Slipways are generally however grouped as many together as there can be because having them in one shipyard also increases the effciency by allowing mutual storage and easier construction on similar components (even carriers, cruisers, and subs have similar components). This effciency is usually increase by the number of slipways you have (i.e. the more ships you are building at once in the same area be they different or not the cheaper it is per ship). How much of a difference this makes and how easy it would be to program either way I know not.
This concept is also complicated by the way you have designed Aurora. In comparison to Starfire there are far, far fewer ships being produced. For the most part maybe 5 to 8 ships of any given design (I think the max I saw was 20 to 25) seem to be produced before technology has moved on to the point where a new design is ready to be made. It is the problem most shipyards are facing today, they really have no time to learn how to produce a particular class more effciently because by the time they have learned a new class or a new phase is being produced or too few ships of that class are going to be made in the first place. The Liberty ship in comparison, which had some 2700 ships produced, was able to make the transition from 240 day construciton to 42 days because of how many they had to learn from.

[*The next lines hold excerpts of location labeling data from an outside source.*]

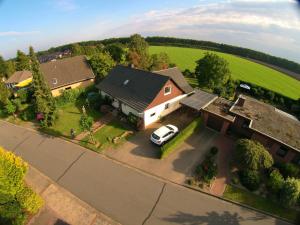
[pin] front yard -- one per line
(248, 198)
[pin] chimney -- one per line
(241, 101)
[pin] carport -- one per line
(199, 100)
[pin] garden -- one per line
(258, 181)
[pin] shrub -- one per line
(290, 192)
(252, 155)
(250, 179)
(181, 137)
(275, 182)
(288, 169)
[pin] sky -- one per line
(271, 26)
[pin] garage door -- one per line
(214, 122)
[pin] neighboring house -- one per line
(278, 131)
(19, 79)
(147, 95)
(68, 73)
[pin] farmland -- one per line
(242, 69)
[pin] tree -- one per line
(160, 61)
(138, 54)
(15, 197)
(22, 61)
(212, 71)
(252, 155)
(290, 191)
(43, 99)
(117, 52)
(4, 93)
(101, 64)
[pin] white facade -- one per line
(161, 110)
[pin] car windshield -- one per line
(169, 127)
(156, 137)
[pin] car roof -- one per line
(161, 131)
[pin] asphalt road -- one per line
(124, 194)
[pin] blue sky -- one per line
(272, 26)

So... if your looking for realistic I don't know how much a shipyard could gear itself to a particular class of ship when it might only produce a few of each of that class. Now I can see a shipyard gearing itself to a particular type of ship (ie freighter, carrier, missle ship, beam ship) and only be limited to the size of whatever slipway it currently has. A sub is a sub even it is a SSBN or SSN it has simlar needs and overall characteristics, same as a carrier or surface ship.
It's a complicated problem, guess I will have to see how it games out in testing, but I thought I'd toss my 2 cents in.
Also I was curious. How does this affect refits?